El franquismo era un anacronismo, sobre todo después de la desaparición de los regímenes autoritarios de Grecia y Portugal. Este último caso era, además, especialmente preocupante, ya que no se trató de algo controlado como el helénico.
El empecinamiento en intentar conservar un imperio colonial, que hacía aguas por todas partes, había llevado a un golpe por parte de las fuerzas armadas portuguesas que mostraba una preocupante deriva izquierdista. Por supuesto que el ejército español no se parecía en nada al portugués, pero dichas fuerzas aperturistas eran conscientes de que la persistencia en la línea Arias Navarro podía provocar impaciencia en ciertos sectores del bloque reformista, que tenían claro que no había más camino para entrar en Europa que la democracia.
En una reciente obra («Rafael del Riego y su momento histórico») me he permitido trazar un cierto paralelismo entre las situaciones acaecidas a las sendas muertes de Fernando VII y Franco. Ambos tiranos murieron en la cama y solo su respectiva desaparición permitió abrir una brecha de liberalización. Todos los intentos de conseguirlo estando ellos con vida fracasaron rotundamente, en gran parte por la situación internacional: Santa Alianza y Guerra Fría.
La revolución paneuropea de 1830, especialmente determinante para el fin del absolutismo en Francia, tuvo un papel catalizador semejante al de las democratizaciones ya citadas en Grecia y Portugal. Así y todo, en el XIX se tardaron años en alcanzar los niveles de democracia vigentes durante el Trienio constitucional (1820-1823). Por ejemplo, el sufragio universal masculino. Solo la «Gloriosa» (1868) permitió su recuperación.
La imposibilidad de una ruptura en 1976 causó que, todavía 50 años después, persistan rasgos dictatoriales remanentes, sin que se haya producido una condena global y unánime del régimen franquista. Que dentro de la derecha no ultramontana se quiera equiparar al llamado Caudillo con cualquier otro jefe de estado español, olvidando la falta de legitimidad y el origen espurio de su poder, es un buen indicador de lo dicho.
En definitiva, las consecuencias se pagaron y se siguen pagando.

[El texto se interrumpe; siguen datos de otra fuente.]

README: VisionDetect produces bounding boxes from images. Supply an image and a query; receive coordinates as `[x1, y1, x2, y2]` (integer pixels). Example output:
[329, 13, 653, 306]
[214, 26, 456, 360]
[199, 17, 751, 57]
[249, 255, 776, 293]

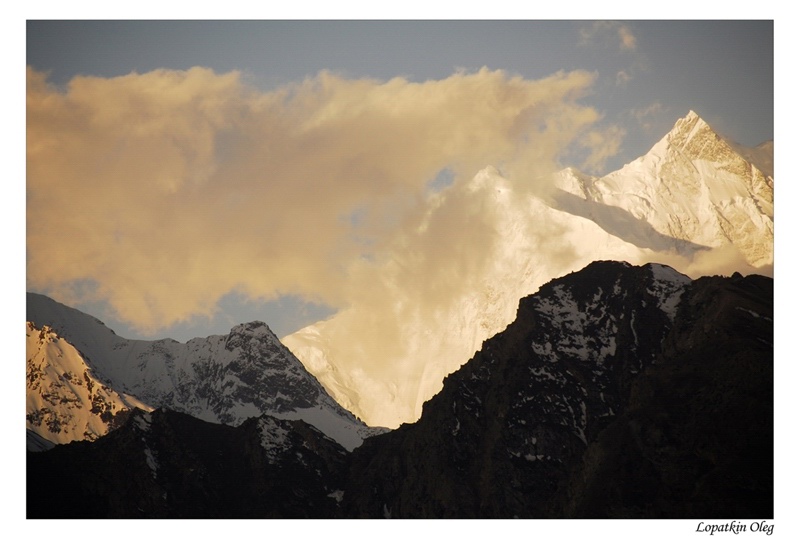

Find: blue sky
[26, 20, 775, 341]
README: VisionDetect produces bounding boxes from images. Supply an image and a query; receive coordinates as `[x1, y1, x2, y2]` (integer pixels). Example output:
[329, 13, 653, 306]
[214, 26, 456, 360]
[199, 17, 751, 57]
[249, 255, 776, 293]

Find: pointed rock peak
[231, 321, 277, 338]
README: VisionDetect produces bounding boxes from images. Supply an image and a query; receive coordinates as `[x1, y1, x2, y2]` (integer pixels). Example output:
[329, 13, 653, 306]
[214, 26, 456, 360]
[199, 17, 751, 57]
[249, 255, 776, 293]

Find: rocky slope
[28, 262, 774, 519]
[27, 293, 381, 449]
[27, 410, 347, 518]
[345, 263, 774, 518]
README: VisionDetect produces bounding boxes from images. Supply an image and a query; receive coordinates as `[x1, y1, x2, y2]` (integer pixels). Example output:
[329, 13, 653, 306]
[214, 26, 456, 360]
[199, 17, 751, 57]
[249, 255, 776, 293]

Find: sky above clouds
[26, 21, 774, 340]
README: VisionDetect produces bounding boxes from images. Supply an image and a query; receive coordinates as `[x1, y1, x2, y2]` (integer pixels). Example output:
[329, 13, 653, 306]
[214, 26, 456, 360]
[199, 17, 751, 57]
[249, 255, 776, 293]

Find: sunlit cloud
[630, 101, 669, 131]
[27, 68, 613, 332]
[579, 21, 637, 52]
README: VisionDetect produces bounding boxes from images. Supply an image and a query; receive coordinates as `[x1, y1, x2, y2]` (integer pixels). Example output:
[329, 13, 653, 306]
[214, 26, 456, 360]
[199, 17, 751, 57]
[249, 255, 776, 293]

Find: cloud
[27, 68, 608, 332]
[631, 101, 672, 131]
[579, 21, 638, 52]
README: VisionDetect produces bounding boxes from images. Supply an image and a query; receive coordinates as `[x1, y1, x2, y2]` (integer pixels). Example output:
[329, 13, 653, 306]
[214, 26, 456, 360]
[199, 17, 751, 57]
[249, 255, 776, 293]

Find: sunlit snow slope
[283, 112, 773, 427]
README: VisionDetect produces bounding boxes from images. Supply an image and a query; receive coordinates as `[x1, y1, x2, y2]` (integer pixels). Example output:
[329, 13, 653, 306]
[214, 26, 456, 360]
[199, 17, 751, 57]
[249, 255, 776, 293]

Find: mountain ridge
[27, 293, 381, 449]
[27, 261, 774, 519]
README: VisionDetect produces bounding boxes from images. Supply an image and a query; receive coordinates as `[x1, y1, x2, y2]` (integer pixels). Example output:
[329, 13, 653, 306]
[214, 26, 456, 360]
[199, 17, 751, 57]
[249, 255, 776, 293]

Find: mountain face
[345, 262, 773, 518]
[27, 409, 347, 518]
[27, 262, 774, 519]
[27, 293, 380, 449]
[282, 112, 774, 427]
[25, 322, 152, 444]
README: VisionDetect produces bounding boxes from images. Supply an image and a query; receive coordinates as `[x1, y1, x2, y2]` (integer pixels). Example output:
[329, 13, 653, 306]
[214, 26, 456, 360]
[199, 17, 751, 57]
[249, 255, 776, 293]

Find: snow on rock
[26, 322, 152, 444]
[283, 112, 774, 427]
[23, 293, 382, 450]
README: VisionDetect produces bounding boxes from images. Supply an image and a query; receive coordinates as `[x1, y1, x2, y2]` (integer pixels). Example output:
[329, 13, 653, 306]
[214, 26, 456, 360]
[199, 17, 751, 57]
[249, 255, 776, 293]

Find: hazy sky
[26, 21, 774, 341]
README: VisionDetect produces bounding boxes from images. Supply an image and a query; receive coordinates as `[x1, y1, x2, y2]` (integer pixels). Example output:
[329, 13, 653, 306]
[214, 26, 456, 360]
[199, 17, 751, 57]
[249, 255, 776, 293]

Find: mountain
[25, 322, 152, 442]
[27, 261, 775, 520]
[344, 262, 774, 518]
[27, 293, 381, 449]
[282, 112, 774, 427]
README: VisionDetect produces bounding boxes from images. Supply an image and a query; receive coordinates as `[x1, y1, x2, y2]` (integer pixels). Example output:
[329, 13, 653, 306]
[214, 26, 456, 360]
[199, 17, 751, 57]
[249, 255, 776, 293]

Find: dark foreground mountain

De una forma muy curiosa, todo hay que decirlo, porque esa, digamos, memoria débil, y el revisionismo cada vez mayor, coexisten con un proceso de debilitamiento, e incluso disgregación del Estado, que no tiene nada que ver con los propósitos rupturistas de 1975. Al menos con los mayoritarios. Proceso del que esa derecha, tímida en lo que se refiere a la estigmatización de la dictadura, es también en parte responsable.
Pero como se dice popularmente «no hay más cera que la que arde». La citada derrota, aunque parcial, del movimiento democrático hace cinco decenios fue incuestionable. Se consiguió lo que se pudo, que no fue poco, en función de la situación y de la correlación de fuerzas. El bloque oligárquico en el que se apoyaba la dictadura no sólo se mostró mucho más cohesionado de lo que se suponía, sino que hizo gala de una capacidad de reacción y acomodación sorprendente. Todo ello debe tenerse presente. Si se quiere, sin resentimiento. Pero también sin olvido.